XOR can be expressed as a classification problem that is best illustrated in a diagram. The goal is to create a neural network that will correctly predict the values 0 or 1, depending on the inputs x1 and x2 as shown.

xor graph

The neural network that is capable of being trained to solve that problem looks like this:

network

If you’d like to understand why this is the case, have a look at the detailed explanation in the posts implementing the solution in Octave.

So how does this look in Keras? Well it’s rather simple. Assuming you’ve already installed Keras, we’ll start with setting up the classification problem and the expected outputs:

import numpy as np

x = np.array([[0,0], [0,1], [1,0], [1,1]])
y = np.array([[0], [1], [1], [0]])

So far, so good. We’re using numpy arrays to store our inputs (x) and outputs (y).
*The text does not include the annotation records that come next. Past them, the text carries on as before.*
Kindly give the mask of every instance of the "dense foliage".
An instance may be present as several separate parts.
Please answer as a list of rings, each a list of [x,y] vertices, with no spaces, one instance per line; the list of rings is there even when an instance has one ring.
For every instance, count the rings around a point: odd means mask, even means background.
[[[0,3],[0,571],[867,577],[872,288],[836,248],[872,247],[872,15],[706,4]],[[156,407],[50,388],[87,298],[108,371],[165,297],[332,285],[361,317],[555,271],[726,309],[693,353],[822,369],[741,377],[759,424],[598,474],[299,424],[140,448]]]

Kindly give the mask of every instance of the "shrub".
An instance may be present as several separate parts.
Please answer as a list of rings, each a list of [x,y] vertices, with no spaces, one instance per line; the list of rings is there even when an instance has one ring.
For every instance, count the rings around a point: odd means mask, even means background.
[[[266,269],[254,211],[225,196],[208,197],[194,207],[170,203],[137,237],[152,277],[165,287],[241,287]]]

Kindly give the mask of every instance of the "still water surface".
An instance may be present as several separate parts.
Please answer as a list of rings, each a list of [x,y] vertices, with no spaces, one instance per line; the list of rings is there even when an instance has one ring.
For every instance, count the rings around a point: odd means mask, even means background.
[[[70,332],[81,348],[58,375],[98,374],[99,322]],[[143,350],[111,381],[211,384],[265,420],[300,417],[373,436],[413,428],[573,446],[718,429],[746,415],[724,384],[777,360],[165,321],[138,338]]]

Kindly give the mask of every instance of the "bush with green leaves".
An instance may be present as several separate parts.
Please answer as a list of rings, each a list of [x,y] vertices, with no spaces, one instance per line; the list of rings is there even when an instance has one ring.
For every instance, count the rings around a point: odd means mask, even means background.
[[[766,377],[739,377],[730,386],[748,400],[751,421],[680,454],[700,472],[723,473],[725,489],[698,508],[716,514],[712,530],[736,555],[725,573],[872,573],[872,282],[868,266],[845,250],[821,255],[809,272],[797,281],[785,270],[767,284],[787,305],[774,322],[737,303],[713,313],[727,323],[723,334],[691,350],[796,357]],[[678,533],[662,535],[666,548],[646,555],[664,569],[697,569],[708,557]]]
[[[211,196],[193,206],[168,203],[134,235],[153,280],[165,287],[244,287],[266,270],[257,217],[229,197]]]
Now for the neural network definition:

from keras.models import Sequential
from keras.layers import Dense, Activation

model = Sequential()
model.add(Dense(2, input_shape=(2,)))
model.add(Activation('sigmoid'))
model.add(Dense(1))
model.add(Activation('sigmoid'))

The Sequential model is simply a sequence of layers making up the network. Our diagram above has a set of inputs being fed into two processing layers. We’ve already defined the inputs, so all we need to do is add the other two layers.

In Keras, we’ll use Dense layers, which simply means they are is fully connected. The parameters indicate that the first layer has two nodes and the second layer has one node, corresponding to the diagram above.

The first layer also has the shape of the inputs which in this case is a one-dimensional vector with 2 elements. The second layer’s inputs will be inferred from the first layer.

We then add an Activation of type ‘sigmoid’ to each layer, again matching our neural network definition.

Note that Keras looks after the bias input without us having to explicitly code for it. In addition, Keras also looks after the weights (Θ1 and Θ2). This makes our neural network definition really straightforward and shows the benefits of using a high-level abstraction.

Finally, we apply a loss function and learning mode for Keras to be able to adjust the neural network:

model.compile(loss='mean_squared_error', optimizer='sgd', metrics=['accuracy'])

In this example, we’ll use the standard Mean Squared Error loss function and Stochastic Gradient Descent optimiser. And that’s it for the network definition.

If you want to see that the network looks like, use:

model.summary()

The network should look like this:

>> model.summary()
_________________________________________________________________
Layer (type)                  Output Shape         Param # 
=================================================================
dense_1 (Dense)               (None, 2)            6 
_________________________________________________________________
activation_1 (Activation)     (None, 2)            0 
_________________________________________________________________
dense_2 (Dense)               (None, 1)            3 
_________________________________________________________________
activation_2 (Activation)     (None, 1)            0 
=================================================================
Total params: 9
Trainable params: 9
Non-trainable params: 0
_________________________________________________________________
>>>

Now we just need to kick off the training of the network.

model.fit(x,y, epochs=100000, batch_size=4)

All going well, the network weights will converge on a solution that can correctly classify the inputs (if not, you may need to up the number of epochs):

>>> model.predict(x, verbose=1)

4/4 [==============================] - 0s

array([[ 0.07856689],

       [ 0.91362464],

       [ 0.92543262],

       [ 0.06886736]], dtype=float32)

>>>

Clearly this network is on it’s way to converging on the original expected outputs we defined above (y).

So that’s all there is to a Keras version of the XOR-solving neural network. The fact that it is using TensorFlow as the engine is completely hidden and that makes implementing the network a lot simpler.